Earthquakes, volcano’s erupting, floods, drought, parched land, no food, boils and sores, fire and damnation would be unleashed.   Only repentance could change the outcome, because sinners needed to be punished.  Repentance was needed or you would pay the price.  In today’s gospel, time has passed, and John knows none of the coming wrath he spoke about had come.  Instead of the wrath of God, he saw Jesus, offering forgiveness to sinners.  He saw Jesus offering a way to satisfy all our needs, to satisfy our thirst for a meaning and a purpose in our lives.  This we see in the encounter with the Samaritan woman at the well.

We see Jesus, going to the lost, touching the untouchable outcasts – the lepers, the woman with the hemorrhage, tax collectors and those possessed by demons.  God’s wrath was not evident in anything Jesus said or did.  Jesus showed us God desires our heart not our intellectual accent to who He is.  Why, because we can only trust those whom we have loved and allow them into our lives.

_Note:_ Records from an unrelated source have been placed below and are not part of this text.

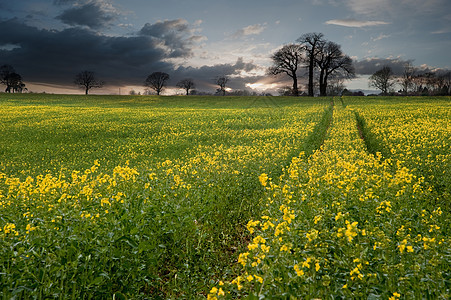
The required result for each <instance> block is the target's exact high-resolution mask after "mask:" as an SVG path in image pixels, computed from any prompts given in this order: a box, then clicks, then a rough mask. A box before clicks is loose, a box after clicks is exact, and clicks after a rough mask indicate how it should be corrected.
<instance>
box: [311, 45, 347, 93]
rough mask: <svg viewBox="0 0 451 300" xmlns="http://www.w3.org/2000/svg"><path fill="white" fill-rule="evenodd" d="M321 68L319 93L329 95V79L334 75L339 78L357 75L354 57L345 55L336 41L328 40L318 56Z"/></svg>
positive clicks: (333, 75) (319, 63)
mask: <svg viewBox="0 0 451 300" xmlns="http://www.w3.org/2000/svg"><path fill="white" fill-rule="evenodd" d="M316 64H317V66H318V68H319V93H320V96H327V84H328V79H329V78H330V77H331V76H332V75H333V76H335V77H339V78H352V77H354V76H355V70H354V66H353V64H352V59H351V58H350V57H349V56H347V55H345V54H344V53H343V51H342V50H341V46H340V45H338V44H336V43H334V42H326V43H325V44H324V46H323V48H322V50H321V52H320V53H319V54H318V55H317V57H316Z"/></svg>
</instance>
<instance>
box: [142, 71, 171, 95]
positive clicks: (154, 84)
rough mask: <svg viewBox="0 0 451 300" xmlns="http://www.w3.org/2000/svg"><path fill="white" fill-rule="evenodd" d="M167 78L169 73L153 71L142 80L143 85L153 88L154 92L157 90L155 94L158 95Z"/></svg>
mask: <svg viewBox="0 0 451 300" xmlns="http://www.w3.org/2000/svg"><path fill="white" fill-rule="evenodd" d="M168 80H169V74H167V73H164V72H153V73H152V74H150V75H149V76H147V78H146V81H145V82H144V85H145V86H148V87H150V88H151V89H153V90H155V92H157V95H160V93H161V91H162V90H163V89H164V87H165V86H166V82H167V81H168Z"/></svg>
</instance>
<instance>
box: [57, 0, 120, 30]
mask: <svg viewBox="0 0 451 300" xmlns="http://www.w3.org/2000/svg"><path fill="white" fill-rule="evenodd" d="M118 16H119V13H118V12H116V10H115V9H114V8H112V7H111V6H109V5H106V4H105V3H102V2H90V3H87V4H84V5H81V6H75V7H72V8H69V9H67V10H65V11H64V12H63V13H62V14H60V15H59V16H57V17H56V19H59V20H61V21H62V22H63V23H65V24H67V25H71V26H77V25H78V26H87V27H89V28H91V29H100V28H103V27H106V26H108V25H111V24H112V22H113V21H114V20H116V19H117V18H118Z"/></svg>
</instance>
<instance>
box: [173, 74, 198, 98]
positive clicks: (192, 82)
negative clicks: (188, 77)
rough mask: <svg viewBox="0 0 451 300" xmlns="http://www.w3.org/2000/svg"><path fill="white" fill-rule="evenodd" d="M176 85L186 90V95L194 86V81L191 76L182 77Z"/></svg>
mask: <svg viewBox="0 0 451 300" xmlns="http://www.w3.org/2000/svg"><path fill="white" fill-rule="evenodd" d="M177 87H179V88H181V89H184V90H185V91H186V95H187V96H188V95H189V91H190V90H191V89H194V88H196V85H195V84H194V81H193V80H192V79H191V78H186V79H182V80H180V81H179V82H178V83H177Z"/></svg>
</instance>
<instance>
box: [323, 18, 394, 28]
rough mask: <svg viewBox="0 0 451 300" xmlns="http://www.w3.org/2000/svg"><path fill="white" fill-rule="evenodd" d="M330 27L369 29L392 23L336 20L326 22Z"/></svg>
mask: <svg viewBox="0 0 451 300" xmlns="http://www.w3.org/2000/svg"><path fill="white" fill-rule="evenodd" d="M326 24H328V25H338V26H345V27H368V26H377V25H387V24H390V23H387V22H384V21H358V20H354V19H334V20H329V21H326Z"/></svg>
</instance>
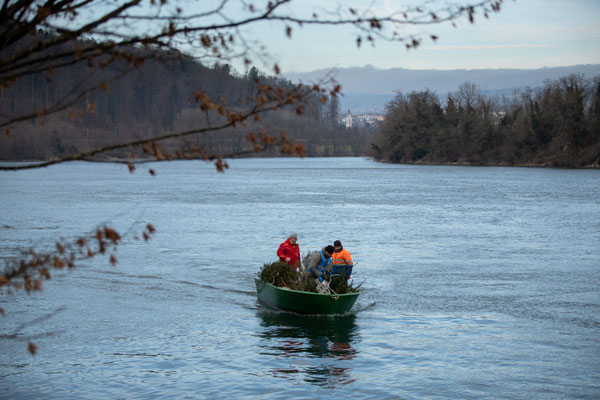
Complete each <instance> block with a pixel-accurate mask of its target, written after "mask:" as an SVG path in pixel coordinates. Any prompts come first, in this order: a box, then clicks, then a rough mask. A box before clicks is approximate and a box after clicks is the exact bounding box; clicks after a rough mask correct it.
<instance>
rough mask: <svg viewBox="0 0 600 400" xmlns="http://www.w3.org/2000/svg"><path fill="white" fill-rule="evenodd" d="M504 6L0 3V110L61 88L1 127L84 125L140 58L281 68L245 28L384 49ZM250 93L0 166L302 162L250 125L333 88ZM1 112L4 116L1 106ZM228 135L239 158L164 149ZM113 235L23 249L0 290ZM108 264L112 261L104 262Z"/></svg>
mask: <svg viewBox="0 0 600 400" xmlns="http://www.w3.org/2000/svg"><path fill="white" fill-rule="evenodd" d="M502 2H503V0H477V1H471V0H463V1H459V2H448V3H446V2H443V1H425V0H422V1H421V3H422V4H421V5H420V6H416V7H412V6H410V7H406V8H403V9H398V10H395V11H392V12H390V11H389V10H388V11H387V13H386V14H381V13H380V12H382V11H378V9H375V8H374V7H366V8H365V7H363V6H356V7H353V6H351V5H339V6H337V5H336V6H330V5H329V4H330V3H324V4H323V5H320V6H319V7H318V8H315V9H314V10H306V7H305V6H304V7H303V6H302V3H301V2H299V1H293V0H238V1H234V0H215V1H207V2H189V3H186V2H182V1H169V0H145V1H143V0H129V1H127V0H5V1H3V3H2V6H1V8H0V105H1V104H2V102H5V101H7V99H10V98H11V97H12V96H15V95H16V93H18V90H19V85H20V84H21V83H22V82H25V81H28V82H29V84H31V85H34V86H35V85H49V84H50V83H56V84H60V85H61V88H62V90H61V92H60V93H62V95H61V96H58V97H56V96H55V97H52V96H50V95H47V96H46V97H45V98H44V101H35V99H32V101H31V107H29V109H19V110H16V111H11V110H9V111H3V112H2V113H1V114H0V129H1V131H2V134H3V135H6V136H7V137H9V138H10V137H17V136H18V135H20V134H22V133H23V123H25V122H27V123H28V124H29V125H28V128H27V129H28V130H29V131H31V129H36V128H35V126H41V125H42V124H44V123H45V121H46V120H47V119H48V118H50V117H52V116H53V115H57V114H61V113H62V114H66V115H68V116H69V117H70V118H75V119H84V118H87V117H89V115H90V114H91V113H93V112H94V110H95V109H96V107H97V104H96V103H95V101H94V99H95V98H96V97H95V96H98V95H105V96H109V95H110V92H111V89H112V88H114V85H115V84H116V83H117V82H118V81H119V79H121V78H123V77H124V76H126V75H127V74H128V73H130V72H131V71H133V70H135V69H138V68H140V67H141V66H142V65H143V64H144V63H147V62H149V61H150V60H152V61H153V62H162V63H170V64H171V65H176V64H177V63H179V62H183V61H185V60H190V59H192V60H195V61H197V62H201V63H203V64H205V65H212V64H214V63H215V62H219V63H228V62H233V61H236V60H237V61H243V62H244V63H245V64H246V65H247V66H248V67H250V66H252V65H255V64H257V63H261V64H262V65H269V66H270V67H269V68H270V69H272V71H273V73H274V74H276V75H277V74H279V67H278V65H277V63H276V61H275V60H273V59H272V58H270V56H269V52H268V47H265V46H264V44H263V43H261V42H260V40H258V38H256V37H252V34H251V33H248V32H249V31H248V30H247V28H251V27H252V26H255V25H259V24H265V23H269V24H279V26H280V28H281V35H284V36H288V37H291V36H292V34H293V32H294V29H296V28H299V27H303V29H310V27H313V26H325V27H330V28H331V29H339V28H340V27H343V26H348V27H351V28H353V32H354V37H353V38H352V39H351V40H354V41H355V43H356V45H357V46H358V47H360V46H361V45H362V44H365V43H376V42H377V41H394V42H398V43H399V44H400V45H401V46H403V47H406V48H407V49H413V48H417V47H418V46H419V45H420V44H421V43H422V42H423V41H424V40H433V41H435V40H436V39H437V37H436V36H435V35H432V34H428V33H423V34H406V33H405V32H406V28H407V27H409V26H421V27H423V28H422V29H423V30H424V31H427V29H428V27H431V26H433V25H436V24H441V23H454V21H457V20H459V19H468V20H469V21H471V22H473V21H474V19H475V17H476V16H478V17H479V16H482V17H486V18H487V17H488V15H489V14H491V13H494V12H498V11H499V10H500V7H501V5H502ZM457 3H459V4H457ZM331 4H333V3H331ZM73 68H78V71H85V72H84V73H81V74H78V75H77V76H69V78H68V79H66V78H65V71H72V70H73ZM254 75H256V71H254ZM56 81H58V82H56ZM252 90H253V92H252V93H250V95H249V96H248V97H247V98H244V99H241V100H239V101H236V102H233V103H232V102H229V101H228V100H226V99H222V98H220V97H219V98H213V97H214V96H210V95H209V93H208V92H207V91H205V90H202V89H201V88H197V89H195V90H193V92H192V93H193V101H194V102H195V110H196V112H197V113H198V115H199V116H200V118H198V121H201V122H199V123H198V125H197V126H193V127H191V128H189V129H185V130H176V131H164V132H161V133H160V134H158V135H152V136H143V137H138V138H136V139H134V140H131V139H127V140H123V141H119V140H116V141H114V142H112V143H110V144H108V145H106V146H102V147H96V148H89V149H86V150H84V151H77V152H73V153H70V154H64V155H61V156H60V157H56V158H52V159H48V160H45V161H41V162H38V163H28V164H16V165H15V164H13V165H3V166H0V170H3V171H7V170H20V169H26V168H41V167H47V166H50V165H53V164H58V163H65V162H69V161H74V160H82V161H93V160H94V159H95V158H94V157H95V156H98V155H100V154H103V153H107V152H110V151H113V150H116V149H129V151H130V157H129V158H128V159H126V160H122V161H120V162H124V163H127V164H128V165H129V168H130V170H132V171H133V169H134V168H135V164H136V163H139V162H141V161H139V156H143V157H144V158H145V159H152V160H155V161H163V160H165V161H166V160H170V159H198V158H201V159H204V160H207V161H210V162H214V164H215V166H216V168H217V169H218V170H219V171H222V170H224V169H225V168H227V163H226V162H225V161H224V160H225V159H226V158H228V157H235V156H239V155H241V154H243V153H245V152H261V151H264V150H265V149H268V148H278V149H279V151H281V152H282V153H283V154H289V155H302V154H304V149H303V147H302V145H301V144H299V143H294V142H292V141H290V140H288V138H287V137H286V136H285V134H284V133H279V134H273V132H268V131H264V130H260V129H255V126H256V125H255V124H254V123H255V122H257V121H259V120H260V119H261V115H263V114H266V113H270V112H274V111H277V110H281V109H284V108H286V109H290V108H291V109H293V110H295V111H296V113H298V114H302V113H303V112H307V111H308V110H307V108H308V107H307V103H308V99H309V98H313V99H314V98H315V96H316V97H317V98H318V99H319V100H320V101H321V102H322V103H325V102H326V101H327V100H328V98H329V97H330V96H333V97H335V96H336V95H338V93H339V92H340V87H339V85H336V84H335V83H331V84H328V85H327V86H324V84H323V83H322V82H321V83H319V84H316V85H315V84H311V85H302V84H298V85H295V86H293V87H286V88H282V87H276V86H273V85H271V84H262V83H261V82H260V81H259V79H255V84H254V85H252ZM1 109H2V110H7V108H6V107H2V108H1ZM175 112H178V110H175ZM190 120H194V119H193V118H190ZM32 122H33V123H34V124H32ZM234 127H237V128H238V129H246V130H247V134H246V136H245V137H246V140H247V142H248V144H249V146H250V147H249V150H248V149H246V150H243V149H242V150H239V151H235V152H233V153H229V154H218V153H214V152H210V151H208V150H206V149H205V148H204V147H203V146H202V145H200V146H195V147H189V146H188V147H186V146H185V145H184V141H183V140H182V144H181V146H180V148H179V149H178V150H176V151H166V150H165V149H164V148H163V144H164V143H166V142H167V141H169V142H172V141H173V140H175V139H182V138H186V137H190V136H197V137H200V138H202V135H204V134H206V133H209V132H229V131H230V129H231V128H234ZM82 134H83V133H82ZM200 142H201V140H200ZM151 172H152V171H151ZM153 230H154V228H153V227H152V226H151V225H148V226H147V227H146V228H145V229H144V232H143V235H144V237H145V238H147V237H149V236H150V234H151V233H152V232H153ZM119 239H120V236H119V234H118V233H117V232H115V231H114V230H112V229H111V228H109V227H102V228H98V229H97V230H95V231H94V233H93V234H92V235H91V236H90V237H82V238H80V239H78V240H77V241H76V242H74V243H57V244H56V251H55V252H53V253H47V254H39V253H36V252H35V251H33V250H30V251H27V252H26V253H25V255H24V256H23V257H22V259H19V260H16V261H15V262H14V263H11V264H9V265H8V266H7V268H6V270H5V271H4V273H3V274H2V275H0V290H11V289H13V290H14V289H19V288H25V289H26V290H27V291H31V290H37V289H39V288H41V282H42V280H44V279H47V278H48V277H49V276H50V272H49V271H50V270H51V269H52V268H63V267H65V266H66V267H72V266H73V265H75V263H76V262H77V261H78V260H81V259H85V258H86V257H92V256H94V255H96V254H104V253H105V252H106V251H107V249H109V248H112V247H113V246H115V245H117V244H118V242H119ZM92 244H94V246H95V247H94V246H92ZM111 261H112V262H116V258H114V254H113V256H112V257H111ZM0 311H1V310H0ZM30 350H31V347H30ZM32 352H33V351H32Z"/></svg>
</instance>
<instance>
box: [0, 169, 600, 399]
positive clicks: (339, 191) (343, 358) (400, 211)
mask: <svg viewBox="0 0 600 400" xmlns="http://www.w3.org/2000/svg"><path fill="white" fill-rule="evenodd" d="M230 164H231V169H230V170H229V171H228V172H226V173H225V174H217V173H216V172H215V171H214V168H213V167H211V166H208V165H205V164H202V163H192V162H188V163H177V162H173V163H163V164H159V165H155V166H153V168H154V169H156V170H157V176H156V177H151V176H149V174H148V173H147V172H146V171H145V170H144V168H140V169H138V171H136V172H135V173H134V174H130V173H129V172H127V170H126V168H125V167H123V166H117V165H108V164H106V165H105V164H83V163H81V164H70V165H64V166H56V167H52V168H48V169H43V170H37V171H24V172H17V173H8V172H2V173H0V184H1V187H2V195H1V196H0V205H1V206H2V210H3V211H2V214H1V216H0V257H2V258H3V259H6V258H8V257H11V256H14V255H15V254H16V252H17V250H18V249H19V248H23V247H28V246H34V247H35V248H36V249H43V248H44V247H46V246H52V245H53V243H54V241H55V240H56V238H58V237H61V236H62V237H66V238H69V237H71V236H73V235H76V234H83V233H86V232H89V231H91V230H93V229H94V228H95V227H96V226H97V225H98V224H100V223H104V222H108V223H110V224H111V225H113V226H115V227H116V228H117V229H119V231H120V232H122V233H124V232H126V231H128V230H131V232H139V231H141V229H142V227H143V225H144V224H145V222H152V223H153V224H154V225H155V227H156V228H157V233H156V235H155V237H154V238H153V239H152V240H151V241H150V242H149V243H145V242H144V241H139V240H137V241H136V240H134V239H133V237H132V236H133V234H130V235H128V236H127V237H126V238H125V240H124V243H123V245H122V246H120V248H119V252H118V258H119V263H118V265H117V266H115V267H112V266H110V265H109V264H108V262H100V260H98V261H95V262H93V263H90V264H88V265H82V266H80V267H79V268H78V269H77V270H75V271H72V272H66V273H62V274H55V275H54V277H53V279H52V280H51V281H49V282H47V283H46V284H45V288H44V291H43V292H40V293H35V294H33V295H30V296H27V295H24V294H22V293H20V294H17V295H15V296H6V295H2V296H0V307H2V308H3V309H4V310H5V313H6V315H5V316H4V317H0V334H1V335H2V337H1V338H0V398H11V399H15V398H16V399H20V398H32V399H34V398H35V399H37V398H51V399H98V398H105V399H115V398H127V399H130V398H143V399H148V398H249V399H251V398H256V397H262V398H327V397H331V396H336V397H342V398H407V399H424V398H441V399H456V398H473V399H475V398H477V399H479V398H498V399H533V398H535V399H539V398H548V399H554V398H561V399H562V398H569V399H570V398H573V399H575V398H587V399H598V398H600V171H597V170H596V171H592V170H561V169H537V168H535V169H533V168H531V169H526V168H484V167H478V168H470V167H450V166H405V165H387V164H378V163H374V162H371V161H368V160H365V159H360V158H342V159H339V158H337V159H336V158H321V159H295V158H292V159H266V160H261V159H256V160H234V161H233V162H231V163H230ZM292 231H294V232H297V233H298V237H299V243H300V246H301V252H302V253H305V252H306V251H308V250H315V249H317V248H320V247H322V246H324V245H325V244H328V243H331V242H332V241H333V240H335V239H340V240H341V241H342V242H343V243H344V245H345V247H346V248H347V249H348V250H349V251H350V252H351V253H352V255H353V258H354V260H355V261H358V265H357V266H356V267H355V274H354V279H355V281H357V282H362V281H363V280H364V281H365V283H364V284H363V288H364V291H363V293H362V294H361V296H360V297H359V299H358V301H357V304H356V305H355V309H354V312H353V313H352V314H351V315H346V316H339V317H335V318H328V317H302V316H297V315H290V314H286V313H280V312H275V311H270V310H267V309H265V308H263V307H262V306H260V305H259V304H258V303H257V300H256V293H255V289H254V283H253V275H254V274H255V273H256V272H257V271H258V270H259V268H260V267H261V266H262V264H263V263H265V262H270V261H273V260H275V255H274V254H275V250H276V248H277V246H278V245H279V243H280V242H281V241H283V240H284V239H285V238H286V237H287V235H288V234H289V233H290V232H292ZM48 314H51V317H49V318H47V319H43V320H40V321H38V320H37V319H38V318H41V317H43V316H45V315H48ZM29 340H33V341H34V342H35V343H36V344H37V345H38V354H37V355H36V356H35V357H32V356H30V355H29V353H27V351H26V344H27V342H28V341H29Z"/></svg>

John after seeing Jesus reveal a merciful, loving, forgiving God who offers the guilty pardon had to be questioning his understanding of his mission.  He was to “…prepare the way for the one who was to come.”  His question to Jesus, “are you the one”, reveals his own lack of understanding of the vision of the Kingdom of God on earth.

Jesus responds to John’s question directly and points to the things which revealed the love of God and how we are to respond to that love.

We like John need to look at the life and work of Jesus and we will understand God’s desire to restore us to wholeness.  Jesus said, tell John what you hear and see.  Instead of listening to your own voices of doubt, look and see the response of God to those who do not feel the presence of God.  The cripple by the pool, said there was no one to help him enter the healing waters.  Jesus responds by offering him healing.  The lesson is clear, we look for help in the wrong places.  We fail to see the help of God offers us even when it is right in front of us.

How do we move from the pain of loss?  The answer is by trusting God who said “He can work good our of all circumstances we find ourselves in.”  How do we move from the tribulations of sickness and loneliness, by embracing the message of Jesus to come to hm and allow Him to give us what we are seeking?

To do that we must be seeking the answers to our questions of life from the source of life itself.  Prayer is needed to seek the heart of God and to seek understanding to know and apply God’s promises to our situations.  Before Advent started, I invited you to approach this Advent by reading the gospel of John and paying attention to the words and actions of Jesus Christ.

All we seek is found there if only we do exactly what John did in today’s gospel.  Ask Jesus if He is the one to help you understand and you will hear those same words John heard.  You will hear how we who are blinded to the presence of God will be given sight to see Him. You will hear the lame walk; those crippled by the pain and struggles of life will find strength to leap mountains. You will hear those who cannot hear the gentle voice of God will have their ears opened to hear God offering them hope, forgiveness, love and mercy.  God will come to us through others, in songs, in visions, in the words spoken to us by a child and will fill our hearts with hope, love, forgiveness, joy and peace.

Yes, Good can work good out of all things. Even the loss of someone you love because God’s plan is to restore what was lost and that is the Kingdom of God on earth where we walk in the presence of God daily.  What can life do to us, nothing for we are in the hands of God.